When most applications get deployed their databases start off at a moderate/normal/average/boring size, somewhere between 20MB and 5GB is not unusual. Some large systems such as Oracle’s E-Business Suite and SAP have larger starting points (100+GB) but new applications or web sites normally start off with relatively small databases which hold application config data and sit waiting for user data to begin pouring in post go-live.
These small and agile databases are great for DBAs, they not only require small amounts of disk space (even once t/log and backup dumps are done) but backups are also fast, copies to other servers easy and housekeeping tasks relatively painless. We also see efficient IO access by SQL Server and indexing isn’t so much of a problem – a pain free life!
Roll forward 2 years and we start seeing these small and agile databases become large and bloated. Web application databases have stored every quote a client requested for the last 2 years, application audit logs detailing every change go back 3 years etc etc. I’ve often heard tales from clients of their 2GB database becoming a 150GB database after a couple of years of “successful” use, but backups now take hours, database copies to dev systems can’t be done in a night anymore and the thought of re-indexing the complete database becoming complex.
The diagram below shows a strategy which some may want to consider when they consider their data retention policies.
Every company now has to keep every piece of data they generate for one reason or another, people just like keeping it in case they need it. But that doesn’t mean to say it has to be kept in the same physical data files or even database as the operational OLTP data. Splitting the data out can have operational benefits for the DBA, reducing the amount of data which needs to be backed up every night, the amount of data which needs to be transferred for dev systems to be refreshed as well as the amount of time needed to re-index etc.
There are two strategies to physically splitting these large amounts of data up: data level and storage level.
Splitting the data at a data level can involve archiving off old data into a second database which distances it from the operational OLTP tables. Application code will need to know how to find this new data but there is now both a logical and physical separation between the active and inactive data, it’s not all stored in a single million row table any more. The second database can still keep the data in the same table format as the original but benefit from its own indexing strategy and backup schedules.

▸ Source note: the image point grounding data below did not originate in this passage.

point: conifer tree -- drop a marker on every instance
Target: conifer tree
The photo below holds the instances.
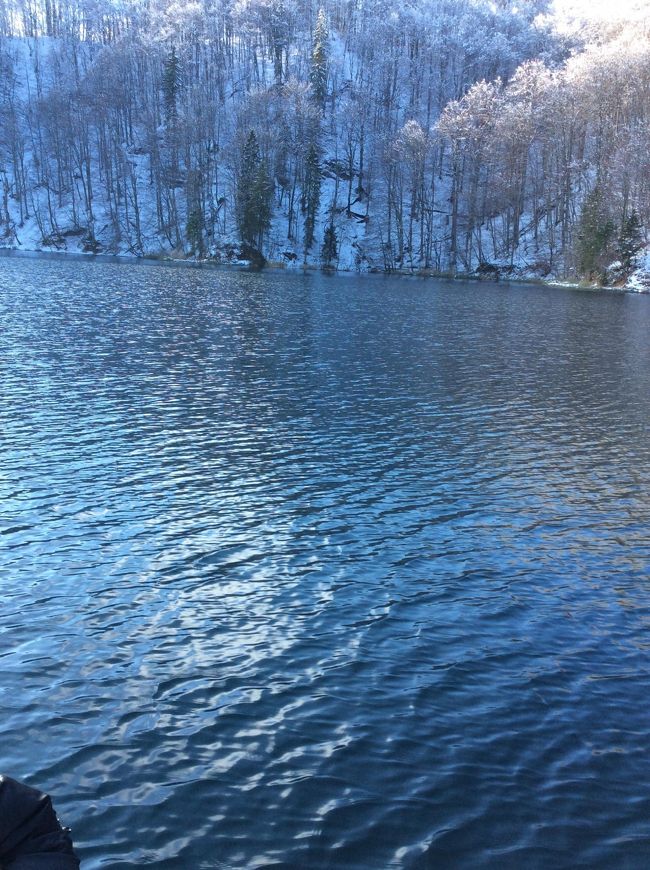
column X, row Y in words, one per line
column 171, row 84
column 630, row 241
column 311, row 194
column 329, row 250
column 254, row 193
column 319, row 59
column 594, row 236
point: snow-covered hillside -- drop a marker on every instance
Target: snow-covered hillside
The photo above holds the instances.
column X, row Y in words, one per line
column 438, row 136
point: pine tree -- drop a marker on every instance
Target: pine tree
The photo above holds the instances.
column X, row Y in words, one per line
column 329, row 250
column 194, row 231
column 171, row 82
column 311, row 194
column 630, row 241
column 594, row 236
column 254, row 194
column 319, row 59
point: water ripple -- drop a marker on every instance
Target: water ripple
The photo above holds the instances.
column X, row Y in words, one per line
column 312, row 573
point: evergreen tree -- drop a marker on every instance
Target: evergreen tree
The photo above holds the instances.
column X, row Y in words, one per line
column 311, row 194
column 319, row 59
column 329, row 250
column 254, row 193
column 194, row 231
column 630, row 241
column 171, row 82
column 594, row 236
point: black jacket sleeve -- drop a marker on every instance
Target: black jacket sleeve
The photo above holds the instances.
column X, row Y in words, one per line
column 31, row 837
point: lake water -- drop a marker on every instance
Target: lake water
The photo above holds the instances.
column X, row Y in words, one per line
column 313, row 572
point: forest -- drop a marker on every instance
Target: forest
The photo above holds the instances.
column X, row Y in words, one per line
column 430, row 136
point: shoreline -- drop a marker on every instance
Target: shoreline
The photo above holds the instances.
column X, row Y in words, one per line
column 241, row 266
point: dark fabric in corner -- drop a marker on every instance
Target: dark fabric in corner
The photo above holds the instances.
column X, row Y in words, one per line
column 31, row 837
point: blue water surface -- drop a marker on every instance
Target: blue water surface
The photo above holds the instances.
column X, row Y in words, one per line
column 308, row 572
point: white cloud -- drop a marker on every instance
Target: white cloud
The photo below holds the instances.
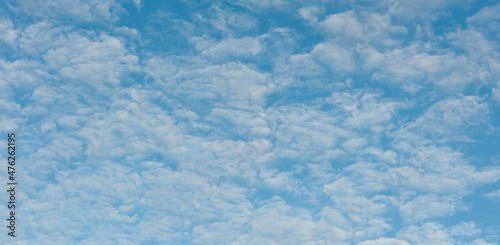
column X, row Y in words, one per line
column 384, row 241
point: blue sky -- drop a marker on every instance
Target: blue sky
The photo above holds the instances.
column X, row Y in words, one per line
column 253, row 121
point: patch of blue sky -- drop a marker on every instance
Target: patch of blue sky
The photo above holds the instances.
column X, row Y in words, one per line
column 254, row 121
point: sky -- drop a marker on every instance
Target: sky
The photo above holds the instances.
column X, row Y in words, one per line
column 252, row 121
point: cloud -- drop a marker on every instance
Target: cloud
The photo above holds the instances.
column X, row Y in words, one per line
column 253, row 122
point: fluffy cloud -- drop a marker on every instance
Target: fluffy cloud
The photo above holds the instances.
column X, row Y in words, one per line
column 239, row 123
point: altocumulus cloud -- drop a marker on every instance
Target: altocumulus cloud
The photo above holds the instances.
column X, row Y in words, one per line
column 252, row 121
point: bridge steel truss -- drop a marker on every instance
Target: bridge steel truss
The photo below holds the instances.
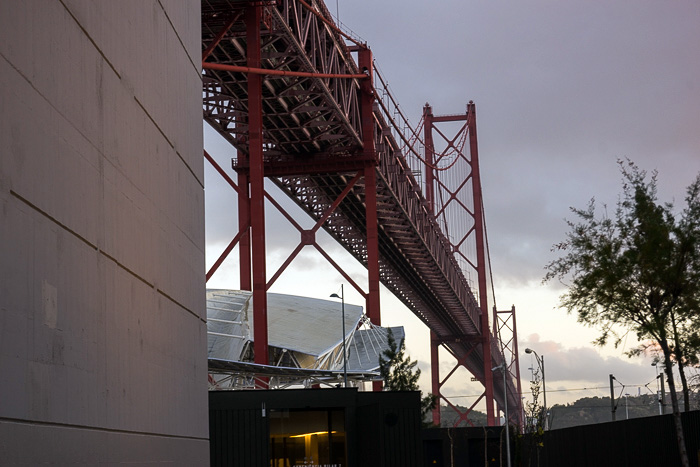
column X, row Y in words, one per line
column 281, row 85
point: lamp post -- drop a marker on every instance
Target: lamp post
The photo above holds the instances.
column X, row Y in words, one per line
column 345, row 354
column 540, row 363
column 502, row 367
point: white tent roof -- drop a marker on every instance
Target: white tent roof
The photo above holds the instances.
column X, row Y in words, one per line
column 308, row 325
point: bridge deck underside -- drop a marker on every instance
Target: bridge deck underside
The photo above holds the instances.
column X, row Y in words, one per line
column 313, row 146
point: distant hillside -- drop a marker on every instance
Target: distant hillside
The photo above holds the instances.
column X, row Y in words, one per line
column 591, row 410
column 448, row 417
column 586, row 411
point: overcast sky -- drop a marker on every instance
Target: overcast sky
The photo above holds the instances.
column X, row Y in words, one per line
column 563, row 89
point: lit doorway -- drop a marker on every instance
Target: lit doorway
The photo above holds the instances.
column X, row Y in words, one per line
column 308, row 438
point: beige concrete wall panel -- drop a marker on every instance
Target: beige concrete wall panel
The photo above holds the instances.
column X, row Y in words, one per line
column 48, row 162
column 102, row 338
column 187, row 16
column 52, row 331
column 157, row 245
column 156, row 360
column 95, row 447
column 150, row 59
column 67, row 72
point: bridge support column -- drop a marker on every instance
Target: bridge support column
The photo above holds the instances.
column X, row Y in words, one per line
column 481, row 262
column 246, row 282
column 435, row 375
column 253, row 16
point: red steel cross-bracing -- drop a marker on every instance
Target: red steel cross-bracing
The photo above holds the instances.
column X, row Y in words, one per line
column 310, row 113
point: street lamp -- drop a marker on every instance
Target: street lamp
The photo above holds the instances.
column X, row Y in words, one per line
column 345, row 354
column 540, row 363
column 502, row 367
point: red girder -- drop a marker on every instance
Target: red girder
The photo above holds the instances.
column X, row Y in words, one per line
column 282, row 87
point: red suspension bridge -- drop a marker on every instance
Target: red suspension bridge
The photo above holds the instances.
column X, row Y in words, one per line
column 304, row 106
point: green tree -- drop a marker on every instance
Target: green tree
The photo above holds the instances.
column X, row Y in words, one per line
column 400, row 373
column 533, row 439
column 638, row 271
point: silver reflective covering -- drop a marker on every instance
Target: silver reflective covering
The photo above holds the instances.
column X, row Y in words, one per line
column 303, row 333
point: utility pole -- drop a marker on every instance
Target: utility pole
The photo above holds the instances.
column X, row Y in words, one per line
column 662, row 401
column 612, row 396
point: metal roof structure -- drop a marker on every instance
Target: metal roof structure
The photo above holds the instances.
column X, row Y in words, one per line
column 305, row 340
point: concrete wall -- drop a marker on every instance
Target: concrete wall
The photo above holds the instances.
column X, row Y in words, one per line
column 102, row 294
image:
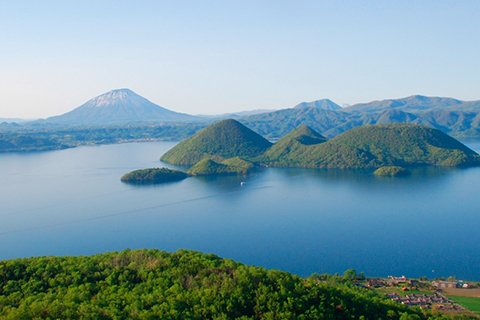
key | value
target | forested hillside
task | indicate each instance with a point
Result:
(152, 284)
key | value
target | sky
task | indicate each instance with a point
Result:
(213, 57)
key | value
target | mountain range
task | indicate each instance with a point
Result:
(230, 147)
(452, 116)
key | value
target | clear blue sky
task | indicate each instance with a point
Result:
(211, 57)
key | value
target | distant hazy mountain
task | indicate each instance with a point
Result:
(452, 116)
(17, 120)
(117, 107)
(325, 104)
(234, 115)
(412, 103)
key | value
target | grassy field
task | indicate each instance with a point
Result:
(385, 290)
(469, 303)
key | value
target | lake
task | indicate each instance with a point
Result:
(72, 202)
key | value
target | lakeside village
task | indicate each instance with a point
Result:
(422, 293)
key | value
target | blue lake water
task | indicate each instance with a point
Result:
(71, 202)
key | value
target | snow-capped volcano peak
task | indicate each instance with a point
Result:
(115, 96)
(116, 107)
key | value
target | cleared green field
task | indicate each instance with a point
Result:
(470, 303)
(385, 290)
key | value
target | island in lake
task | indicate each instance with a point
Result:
(229, 147)
(154, 175)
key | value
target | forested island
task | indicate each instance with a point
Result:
(153, 284)
(154, 175)
(394, 146)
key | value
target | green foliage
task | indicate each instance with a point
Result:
(350, 274)
(152, 284)
(154, 175)
(374, 146)
(469, 303)
(229, 166)
(392, 171)
(226, 139)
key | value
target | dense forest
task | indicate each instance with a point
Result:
(152, 284)
(154, 175)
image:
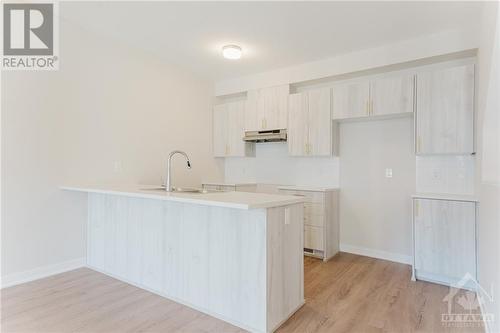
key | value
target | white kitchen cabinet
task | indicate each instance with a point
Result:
(298, 127)
(444, 239)
(392, 94)
(228, 131)
(351, 100)
(321, 221)
(445, 111)
(267, 108)
(309, 123)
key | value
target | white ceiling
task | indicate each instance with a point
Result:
(272, 34)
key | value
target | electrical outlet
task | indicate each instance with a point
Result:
(117, 166)
(388, 173)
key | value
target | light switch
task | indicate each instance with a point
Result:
(388, 173)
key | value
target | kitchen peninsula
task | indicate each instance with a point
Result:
(234, 255)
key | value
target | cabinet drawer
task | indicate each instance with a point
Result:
(311, 197)
(313, 238)
(314, 220)
(313, 209)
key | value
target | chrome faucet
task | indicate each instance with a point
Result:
(168, 185)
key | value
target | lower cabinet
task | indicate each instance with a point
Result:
(444, 240)
(321, 222)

Splitting the data at a physical level requires functionality which is relatively specific to your database platform. SQL Server has the concept of file groups which allows you to place specific tables on specific physical files. Again, some logical re-distribution of data and application re-direction maybe required however you can now physically separate your operation and archived data, but within the same database. File group level backups again help keep database backups and dev system refreshes swift. Oracle has similar functionality using tablespaces and data files, the ability to logical dictate where data is physically held.
This strategy may not be suitable for every application but if you built the application you should at least consider it. Your DBA will love you, backup times remain low, copying databases remains swift and housekeeping remains straightforward.